On May 1, the National Labor Relations Board (NLRB) issued an opinion that changes, yet again, the analysis for disciplining employees who use profanity in the context of labor activities.

Prior to 2020, the standard for determining whether an employee could be lawfully disciplined for profane or offensive comments or outbursts made while engaged in protected union activity depended on the context. Over many years, the NLRB’s case law created different standards for outbursts where management was involved, for outbursts on the picket line, and for social media posts.

In January 2020, the NLRB decided the General Motors case and established a single analysis to be used for all such outbursts, regardless of the specific context in which the outburst was made. The General Motors decision was viewed favorably by employers as a more predictable way to analyze the employee’s conduct.

But the NLRB’s decision in Lion Elastomers LLC II, turns the clocks back to a time before General Motors, reverting to the context-specific analysis. The NLRB found that labor disputes are often heated and therefore employees must be given some leeway for bad behavior while engaging in concerted activity, such as picketing, union organizing, or campaigning.
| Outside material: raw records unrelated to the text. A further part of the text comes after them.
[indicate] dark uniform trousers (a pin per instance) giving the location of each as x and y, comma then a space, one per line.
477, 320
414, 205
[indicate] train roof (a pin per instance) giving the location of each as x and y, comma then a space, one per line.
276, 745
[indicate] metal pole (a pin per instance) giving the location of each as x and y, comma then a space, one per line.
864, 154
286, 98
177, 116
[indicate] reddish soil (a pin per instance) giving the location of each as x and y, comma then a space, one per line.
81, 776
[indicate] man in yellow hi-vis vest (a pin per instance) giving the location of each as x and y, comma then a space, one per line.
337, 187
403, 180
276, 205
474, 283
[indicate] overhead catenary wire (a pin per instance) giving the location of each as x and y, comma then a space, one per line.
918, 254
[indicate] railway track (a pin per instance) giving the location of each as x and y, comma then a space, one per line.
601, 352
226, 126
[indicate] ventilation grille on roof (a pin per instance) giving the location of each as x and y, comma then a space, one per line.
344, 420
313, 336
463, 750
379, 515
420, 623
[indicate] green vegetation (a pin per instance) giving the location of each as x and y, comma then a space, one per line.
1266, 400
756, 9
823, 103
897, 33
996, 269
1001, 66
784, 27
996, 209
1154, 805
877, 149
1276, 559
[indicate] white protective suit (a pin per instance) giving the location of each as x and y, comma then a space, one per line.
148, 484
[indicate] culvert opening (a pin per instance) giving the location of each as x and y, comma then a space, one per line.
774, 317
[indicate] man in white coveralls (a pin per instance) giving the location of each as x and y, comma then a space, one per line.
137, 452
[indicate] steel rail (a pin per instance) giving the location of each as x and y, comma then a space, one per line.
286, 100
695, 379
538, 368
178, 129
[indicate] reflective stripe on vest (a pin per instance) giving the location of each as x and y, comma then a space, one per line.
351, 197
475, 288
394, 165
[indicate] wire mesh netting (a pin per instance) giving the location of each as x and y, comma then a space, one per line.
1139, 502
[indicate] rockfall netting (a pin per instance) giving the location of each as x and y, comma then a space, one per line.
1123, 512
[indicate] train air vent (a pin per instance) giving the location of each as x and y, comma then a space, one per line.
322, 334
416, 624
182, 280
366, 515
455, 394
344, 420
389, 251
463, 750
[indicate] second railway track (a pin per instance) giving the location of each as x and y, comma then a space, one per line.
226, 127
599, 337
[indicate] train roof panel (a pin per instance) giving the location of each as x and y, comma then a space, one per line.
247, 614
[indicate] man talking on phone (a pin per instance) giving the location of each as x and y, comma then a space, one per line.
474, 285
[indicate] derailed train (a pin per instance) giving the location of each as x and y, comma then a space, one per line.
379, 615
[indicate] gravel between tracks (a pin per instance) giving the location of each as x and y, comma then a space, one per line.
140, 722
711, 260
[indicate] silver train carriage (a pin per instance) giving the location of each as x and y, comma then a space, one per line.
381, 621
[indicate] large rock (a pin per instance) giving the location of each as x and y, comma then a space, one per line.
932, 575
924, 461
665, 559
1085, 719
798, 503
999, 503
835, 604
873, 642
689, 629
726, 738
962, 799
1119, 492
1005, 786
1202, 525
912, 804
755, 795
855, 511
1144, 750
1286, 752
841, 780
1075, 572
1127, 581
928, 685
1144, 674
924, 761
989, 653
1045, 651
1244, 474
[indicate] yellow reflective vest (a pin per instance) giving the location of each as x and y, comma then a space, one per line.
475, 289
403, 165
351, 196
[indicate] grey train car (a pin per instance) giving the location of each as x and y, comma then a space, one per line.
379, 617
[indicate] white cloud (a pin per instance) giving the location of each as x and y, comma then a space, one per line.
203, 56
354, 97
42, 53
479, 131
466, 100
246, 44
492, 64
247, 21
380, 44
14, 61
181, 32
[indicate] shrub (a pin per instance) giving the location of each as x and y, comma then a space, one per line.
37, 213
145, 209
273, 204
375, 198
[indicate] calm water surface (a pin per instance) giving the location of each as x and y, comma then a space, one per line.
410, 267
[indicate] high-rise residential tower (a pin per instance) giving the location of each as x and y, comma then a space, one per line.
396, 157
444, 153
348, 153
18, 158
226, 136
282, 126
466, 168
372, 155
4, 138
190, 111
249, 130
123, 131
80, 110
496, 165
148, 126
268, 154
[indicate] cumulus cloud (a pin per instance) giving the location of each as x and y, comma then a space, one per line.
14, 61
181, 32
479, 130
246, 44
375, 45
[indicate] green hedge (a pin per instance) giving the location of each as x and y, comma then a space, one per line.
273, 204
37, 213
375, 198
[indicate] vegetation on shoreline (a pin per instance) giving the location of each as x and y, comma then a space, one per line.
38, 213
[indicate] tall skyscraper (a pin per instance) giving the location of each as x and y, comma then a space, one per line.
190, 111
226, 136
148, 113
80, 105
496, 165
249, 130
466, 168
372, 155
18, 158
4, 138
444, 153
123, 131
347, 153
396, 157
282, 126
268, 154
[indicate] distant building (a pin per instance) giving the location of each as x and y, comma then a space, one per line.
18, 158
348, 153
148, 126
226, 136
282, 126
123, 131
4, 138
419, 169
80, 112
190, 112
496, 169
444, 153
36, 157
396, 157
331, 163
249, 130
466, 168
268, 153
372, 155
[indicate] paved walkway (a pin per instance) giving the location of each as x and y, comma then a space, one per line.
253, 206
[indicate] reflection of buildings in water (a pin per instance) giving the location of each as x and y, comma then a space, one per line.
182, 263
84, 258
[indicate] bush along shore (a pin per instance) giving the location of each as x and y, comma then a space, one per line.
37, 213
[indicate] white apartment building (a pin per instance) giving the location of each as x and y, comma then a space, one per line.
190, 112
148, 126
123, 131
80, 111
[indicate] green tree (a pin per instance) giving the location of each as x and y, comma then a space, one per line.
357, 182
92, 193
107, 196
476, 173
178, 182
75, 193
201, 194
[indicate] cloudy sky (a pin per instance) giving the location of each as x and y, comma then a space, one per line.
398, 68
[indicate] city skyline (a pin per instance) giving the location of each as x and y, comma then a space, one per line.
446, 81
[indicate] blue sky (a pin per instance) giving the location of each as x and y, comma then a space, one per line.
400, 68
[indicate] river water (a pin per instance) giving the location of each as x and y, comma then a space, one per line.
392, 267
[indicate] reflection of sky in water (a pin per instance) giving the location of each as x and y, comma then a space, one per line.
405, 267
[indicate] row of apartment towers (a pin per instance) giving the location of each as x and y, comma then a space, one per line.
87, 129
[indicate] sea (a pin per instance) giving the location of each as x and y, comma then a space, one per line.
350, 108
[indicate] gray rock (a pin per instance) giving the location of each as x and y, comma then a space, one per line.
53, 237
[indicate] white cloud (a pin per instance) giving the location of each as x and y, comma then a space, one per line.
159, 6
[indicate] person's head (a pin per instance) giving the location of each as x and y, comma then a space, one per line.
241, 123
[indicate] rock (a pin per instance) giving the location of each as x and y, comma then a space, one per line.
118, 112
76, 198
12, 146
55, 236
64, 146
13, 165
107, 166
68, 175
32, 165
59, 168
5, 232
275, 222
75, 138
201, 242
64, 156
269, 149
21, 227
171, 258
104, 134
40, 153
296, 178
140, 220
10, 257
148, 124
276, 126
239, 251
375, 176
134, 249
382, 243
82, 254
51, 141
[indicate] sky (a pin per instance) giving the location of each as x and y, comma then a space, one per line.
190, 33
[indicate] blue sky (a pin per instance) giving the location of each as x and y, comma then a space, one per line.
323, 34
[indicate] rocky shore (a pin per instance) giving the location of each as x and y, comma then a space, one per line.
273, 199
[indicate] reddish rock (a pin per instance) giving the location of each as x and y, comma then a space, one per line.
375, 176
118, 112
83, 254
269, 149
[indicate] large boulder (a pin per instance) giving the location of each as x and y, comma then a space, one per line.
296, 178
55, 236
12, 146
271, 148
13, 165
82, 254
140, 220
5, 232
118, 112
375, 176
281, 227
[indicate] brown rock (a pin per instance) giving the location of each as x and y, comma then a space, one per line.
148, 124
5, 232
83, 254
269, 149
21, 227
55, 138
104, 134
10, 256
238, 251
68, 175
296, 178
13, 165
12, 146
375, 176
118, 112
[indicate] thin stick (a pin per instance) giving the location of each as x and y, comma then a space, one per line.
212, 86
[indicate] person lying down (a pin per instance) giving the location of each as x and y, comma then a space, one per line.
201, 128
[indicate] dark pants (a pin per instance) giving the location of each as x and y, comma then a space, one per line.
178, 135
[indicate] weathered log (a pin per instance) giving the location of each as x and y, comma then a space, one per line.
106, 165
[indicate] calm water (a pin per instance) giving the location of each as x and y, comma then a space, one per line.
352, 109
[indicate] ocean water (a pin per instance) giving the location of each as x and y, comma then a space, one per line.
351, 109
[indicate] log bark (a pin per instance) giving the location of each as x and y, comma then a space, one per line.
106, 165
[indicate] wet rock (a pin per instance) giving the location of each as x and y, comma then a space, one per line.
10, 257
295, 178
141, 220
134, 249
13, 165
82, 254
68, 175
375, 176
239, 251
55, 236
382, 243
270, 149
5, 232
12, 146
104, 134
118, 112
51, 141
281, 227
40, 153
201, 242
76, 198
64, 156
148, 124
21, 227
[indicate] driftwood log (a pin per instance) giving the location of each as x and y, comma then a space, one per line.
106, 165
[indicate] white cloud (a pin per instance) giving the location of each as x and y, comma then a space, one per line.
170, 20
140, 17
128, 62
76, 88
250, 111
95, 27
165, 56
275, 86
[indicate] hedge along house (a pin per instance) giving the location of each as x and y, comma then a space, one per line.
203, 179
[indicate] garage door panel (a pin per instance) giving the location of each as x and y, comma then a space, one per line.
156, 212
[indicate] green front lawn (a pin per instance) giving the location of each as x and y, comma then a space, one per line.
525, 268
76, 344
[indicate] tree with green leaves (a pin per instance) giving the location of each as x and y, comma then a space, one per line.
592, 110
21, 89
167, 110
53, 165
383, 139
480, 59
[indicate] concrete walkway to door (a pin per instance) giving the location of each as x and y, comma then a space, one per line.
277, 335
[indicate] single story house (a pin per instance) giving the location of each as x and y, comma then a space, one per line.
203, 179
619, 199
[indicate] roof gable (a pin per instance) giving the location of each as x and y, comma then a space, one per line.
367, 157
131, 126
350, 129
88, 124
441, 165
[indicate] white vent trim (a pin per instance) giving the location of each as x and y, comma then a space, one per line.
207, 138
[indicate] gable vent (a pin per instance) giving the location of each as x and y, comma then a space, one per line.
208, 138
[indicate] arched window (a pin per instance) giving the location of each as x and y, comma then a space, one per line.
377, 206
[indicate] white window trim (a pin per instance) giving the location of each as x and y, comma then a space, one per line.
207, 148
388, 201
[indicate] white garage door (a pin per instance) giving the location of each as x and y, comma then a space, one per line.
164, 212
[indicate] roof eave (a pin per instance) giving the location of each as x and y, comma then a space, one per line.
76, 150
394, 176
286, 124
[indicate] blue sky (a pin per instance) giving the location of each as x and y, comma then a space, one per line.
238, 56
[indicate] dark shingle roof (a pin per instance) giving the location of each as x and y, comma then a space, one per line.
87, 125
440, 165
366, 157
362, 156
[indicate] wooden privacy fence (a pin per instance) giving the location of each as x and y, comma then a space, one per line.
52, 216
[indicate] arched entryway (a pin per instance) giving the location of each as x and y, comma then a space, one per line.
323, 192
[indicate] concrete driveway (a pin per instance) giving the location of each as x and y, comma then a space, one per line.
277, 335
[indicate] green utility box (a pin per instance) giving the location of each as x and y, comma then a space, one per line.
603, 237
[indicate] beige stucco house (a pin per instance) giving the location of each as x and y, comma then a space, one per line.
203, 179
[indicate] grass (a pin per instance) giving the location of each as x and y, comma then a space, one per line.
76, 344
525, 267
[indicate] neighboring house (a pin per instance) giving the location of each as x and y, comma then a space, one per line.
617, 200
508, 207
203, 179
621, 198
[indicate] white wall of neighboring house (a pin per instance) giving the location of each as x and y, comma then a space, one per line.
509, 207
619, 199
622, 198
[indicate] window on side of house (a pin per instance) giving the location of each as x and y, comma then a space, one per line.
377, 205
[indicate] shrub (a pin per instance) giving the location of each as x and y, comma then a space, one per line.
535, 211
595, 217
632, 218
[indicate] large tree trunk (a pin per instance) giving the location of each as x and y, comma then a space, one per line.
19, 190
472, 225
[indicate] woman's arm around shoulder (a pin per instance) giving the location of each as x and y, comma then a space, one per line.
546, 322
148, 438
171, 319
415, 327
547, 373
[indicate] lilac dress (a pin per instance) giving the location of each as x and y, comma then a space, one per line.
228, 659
With General Motors now overturned, employers once again must evaluate each situation independently based on the severity of the conduct and the context in which the speech was made. Speech that is profane or offensive—even sexist or racist—cannot be grounds for discipline if it was made in the context of protected labor activity unless it rises to the level of extreme behavior. A determination of whether profane speech is protected requires an evaluation of the circumstances specific to that instance, including the severity of the language used, the audience, and the location of the conduct.

Employers should consider consulting experienced labor counsel prior to issuing discipline for profane or offensive conduct.